Berduş, bu yeni içki arkadaşının istediği kıvama gelmişti. Ona rastgele bir takım sorular sordu. Ardından neden bu hale geldiğini anlatmasını istedi. Berduş soruyu duyduktan sonra varlıklı adama öyle bir bakış attı ki, ne sarhoşluk vardı bu bakışta, ne de bir keyif belirtisi. İğrenme yoktu, öfke de yoktu. İfadesi olmayan bir bakış, sadece keder eklendiğinde ortaya çıkan bakış her ne ise, bu bakış da oydu. Bu bakış esnasında varlıklı adam karşısındakinin suratındaki bir beni fark etti ve istemsiz olarak elini kendi suratına götürdü. Aynı benden onda da vardı. Bir anda irkildi. Ama bunu önemsemeden hikâyesini anlatmaya başlayan berduşu dinlemeye koyuldu. Çocukluğundan itibaren anlatmaya başlamıştı. Her ayrıntı, varlıklı adamın içini titretiyordu. Hikâye ilerledikçe, önceden soğuktan titreyen eller şimdi korkudan, telaştan ve şaşkınlıktan titriyordu. Şu anda bu hissiz sokağın ortasına bir adet şaşkın, korkulu ve telaş yüklü bir surat yerleşmişti. Çünkü berduşun anlattıkları kendi yaşamının neredeyse aynısıydı. Olanları imkânsız olarak gördü varlıklı adam. Tüm bu olanların tamamen hayal ürünü olduğunu düşündü. Böyle bir şeyin olma olasılığı yoktu. Muhakkak hayal görüyor olmalıydı. En sonunda bu berduşun bir Allah dostu olduğuna kanaat getirdi. Ancak bu şekilde rahatlatabildi kendini. Onu buraya, uyarmaya gelmişti. Her şeyin açıklaması ancak bu olabilirdi. Sonra dayanamayarak ve berduşa döndü ve “Kimsin sen, adın ne?” diye sordu.

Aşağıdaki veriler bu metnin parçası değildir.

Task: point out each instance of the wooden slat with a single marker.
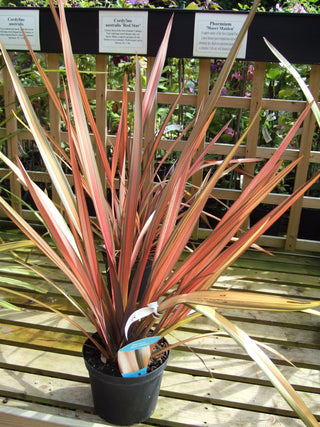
(43, 378)
(288, 239)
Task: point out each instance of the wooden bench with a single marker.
(44, 382)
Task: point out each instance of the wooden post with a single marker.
(252, 139)
(12, 142)
(203, 91)
(302, 168)
(53, 64)
(101, 106)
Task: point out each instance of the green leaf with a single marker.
(6, 304)
(19, 283)
(263, 361)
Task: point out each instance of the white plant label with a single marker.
(11, 22)
(123, 32)
(215, 33)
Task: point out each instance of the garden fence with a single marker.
(288, 235)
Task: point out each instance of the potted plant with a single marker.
(141, 219)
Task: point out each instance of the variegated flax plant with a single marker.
(146, 220)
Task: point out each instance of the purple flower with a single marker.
(280, 128)
(138, 2)
(298, 8)
(250, 73)
(116, 59)
(229, 131)
(224, 91)
(237, 75)
(216, 65)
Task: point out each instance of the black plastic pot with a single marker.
(123, 401)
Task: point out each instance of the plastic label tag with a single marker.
(140, 314)
(133, 359)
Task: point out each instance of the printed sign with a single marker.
(215, 33)
(123, 32)
(11, 22)
(133, 359)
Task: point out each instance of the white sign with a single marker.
(215, 33)
(123, 32)
(11, 22)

Arkalarında iki yılan, birbirlerini sarmalayarak kıvranıp duruyordu. Bunu ikisi de fark etmedi.
“Ne kimim biraderim. Ben, benim işte. Cemal’im ben, Cemal Dağdelen. Ama, ama şimdi bir hiçim anlıyor musun?”
O anda, varlıklı adamın elindeki votka şişesi birden yere düşerek tok bir ses çıkardı ve parçalara ayrıldı.